Мы шли через просторный загон для скота, где полк молодых зулусов, около двух тысяч крепких парней, так энергично упражнялись, словно готовились к битве. В стороне стояла сотня воинов, они что-то возбужденно обсуждали, топали ногами и даже подпрыгивали, стараясь настоять на своем. Вдруг один высокий и горячий зулус выкрикнул, завидев меня:
– А что надо белому человеку в Улунди? В такое время и Джон Данн сюда не сунется. Давайте убьем его, а голову отправим на тот берег Тугелы в подарок английскому генералу. Положим конец бесконечным спорам о войне и мире.
Остальные вторили ему, и в следующую минуту с десяток воинов бросились на меня, размахивая палками. Носить оружие в резиденции короля им не разрешалось. Гоза попытался их отстранить, но они отмахнулись от него, как от перышка, вернее, опрокинули. Он упал вверх тормашками и задрыгал в воздухе толстыми ногами.
– Придется тебе самому выбираться из этой ямы, – обратился он ко мне в своей пафосной манере, но тут кто-то заткнул ему рот ногой, и, вцепившись зубами в пятку обидчика, он на время умолк.
Ко мне подошел мерзкий агрессивный тип под два метра ростом, с волчьей пастью и глянул на меня сверху вниз.
– Мы убьем тебя, белый человек! – рявкнул он.
У меня в кармане лежал пистолет, и не составляло труда его застрелить, руки так и чесались. Однако я сообразил, что это бесполезно, наоборот, станет только хуже, а когда дело дошло до спора, я и думать забыл о содержимом кармана.
– Почему, черный человек?
– Потому что у тебя белое лицо! – проревел он.
– Нет, потому что у тебя черная душа, а глаза налиты кровью, раз ты не узнаешь Макумазана.
– Ну и ну! Это же Бодрствующий в ночи, его еще наши отцы знали. Оставь его в покое.
– Нет! – крикнул здоровяк. – Пусть отправляется в страну вечной ночи. У меня с белыми крысами разговор короткий! – И замахнулся на меня своей палкой.
Тут мое терпение лопнуло. Изловчившись, правой ногой я зацепил его лодыжку и изо всех сил дернул, а кулаком ударил в подбородок. Зулус попятился и рухнул на землю.
– Щенок, – сказал я, – если хоть одна палка коснется меня, в той стране ты окажешься первым! – Выхватил револьвер из кармана и прицелился в него.
Он лежал смирно. Однако страсти накалялись, кто знает, как бы все закончилось, не поднимись в эту минуту Гоза с расквашенным носом.
– О глупцы, вы хотите убить нашего гостя, которому сам король обещал безопасность.
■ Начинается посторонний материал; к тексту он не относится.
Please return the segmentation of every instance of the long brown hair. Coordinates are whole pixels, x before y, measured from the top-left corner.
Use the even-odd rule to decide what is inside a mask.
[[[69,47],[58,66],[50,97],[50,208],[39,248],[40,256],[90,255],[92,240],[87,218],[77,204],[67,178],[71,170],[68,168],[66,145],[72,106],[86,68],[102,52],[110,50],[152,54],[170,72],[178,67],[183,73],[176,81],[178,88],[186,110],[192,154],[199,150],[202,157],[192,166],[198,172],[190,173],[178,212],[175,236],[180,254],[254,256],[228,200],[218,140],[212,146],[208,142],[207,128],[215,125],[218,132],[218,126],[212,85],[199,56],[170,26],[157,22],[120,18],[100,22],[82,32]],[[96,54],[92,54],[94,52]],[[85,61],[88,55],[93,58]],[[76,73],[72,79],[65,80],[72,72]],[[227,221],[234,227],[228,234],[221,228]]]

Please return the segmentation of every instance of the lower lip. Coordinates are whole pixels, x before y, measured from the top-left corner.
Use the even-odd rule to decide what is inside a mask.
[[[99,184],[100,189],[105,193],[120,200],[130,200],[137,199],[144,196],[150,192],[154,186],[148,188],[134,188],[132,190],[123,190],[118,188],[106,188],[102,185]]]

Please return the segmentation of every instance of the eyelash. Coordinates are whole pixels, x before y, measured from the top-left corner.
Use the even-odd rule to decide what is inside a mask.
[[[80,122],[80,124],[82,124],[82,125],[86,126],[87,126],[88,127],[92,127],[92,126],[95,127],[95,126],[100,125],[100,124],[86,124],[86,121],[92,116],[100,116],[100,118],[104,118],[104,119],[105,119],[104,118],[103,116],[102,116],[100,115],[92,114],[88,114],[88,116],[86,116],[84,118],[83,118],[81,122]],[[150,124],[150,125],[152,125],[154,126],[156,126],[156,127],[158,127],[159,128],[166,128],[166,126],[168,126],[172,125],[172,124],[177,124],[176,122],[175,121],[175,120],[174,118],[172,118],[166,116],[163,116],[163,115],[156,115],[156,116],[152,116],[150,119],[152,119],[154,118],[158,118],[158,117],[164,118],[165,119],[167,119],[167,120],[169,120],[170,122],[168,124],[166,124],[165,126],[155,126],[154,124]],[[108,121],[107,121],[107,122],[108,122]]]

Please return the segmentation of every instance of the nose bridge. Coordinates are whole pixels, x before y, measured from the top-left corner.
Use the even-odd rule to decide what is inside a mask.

Вы горшки с пивом, а не люди после этого.
– А что такого? – ответил один за всех. – Тут место для воинов, а вон там королевский дом. Дадим старому шакалу фору длиной в десять копий, успеет добежать, пожмет руку своему другу-королю, а не успеет, поймаем его и изобьем до смерти палками.
– Да-да, беги, шакал! – галдели остальные, стуча палками по щитам, как охотник вспугивает зверя. И посторонились, давая мне проход.
Меж тем краем глаза я заметил, как высокий человек со скрытым под покрывалом лицом незаметно присоединился к этим потерявшим голову хулиганам, и рассеянно задавался вопросом, кто бы это мог быть.
– Я не побегу, – проговорил я вполголоса, – и не буду искать защиты у короля. Лучше я умру здесь, но зато дорого продам свою жизнь. Иди к королю, Гоза, и расскажи, как его люди встречают гостей, – сказал я и снова прицелился, ожидая удара палкой и намереваясь убить обидчика наповал.
– В том нет нужды, – глубоким голосом промолвил человек со скрытым лицом, – король уже здесь.
Он откинул покрывало, и пред нами предстал растолстевший и постаревший с нашей последней встречи, но бесспорно сам Кечвайо.
Вся шайка громко приветствовала его, подняв правую руку, а самые горячие головы попытались скрыться в поднявшейся суматохе.
– Пусть никто не уходит, – приказал Кечвайо, и они застыли на месте как вкопанные, а я спрятал пистолет в карман.
– Кто ты, белый человек, – спросил он, обращаясь ко мне, – и что привело тебя сюда?
– Король должен помнить Макумазана, – ответил я, приподняв шляпу. – Меня знали Дингаан, Панда и ты, король, до того, как стал новым владыкой.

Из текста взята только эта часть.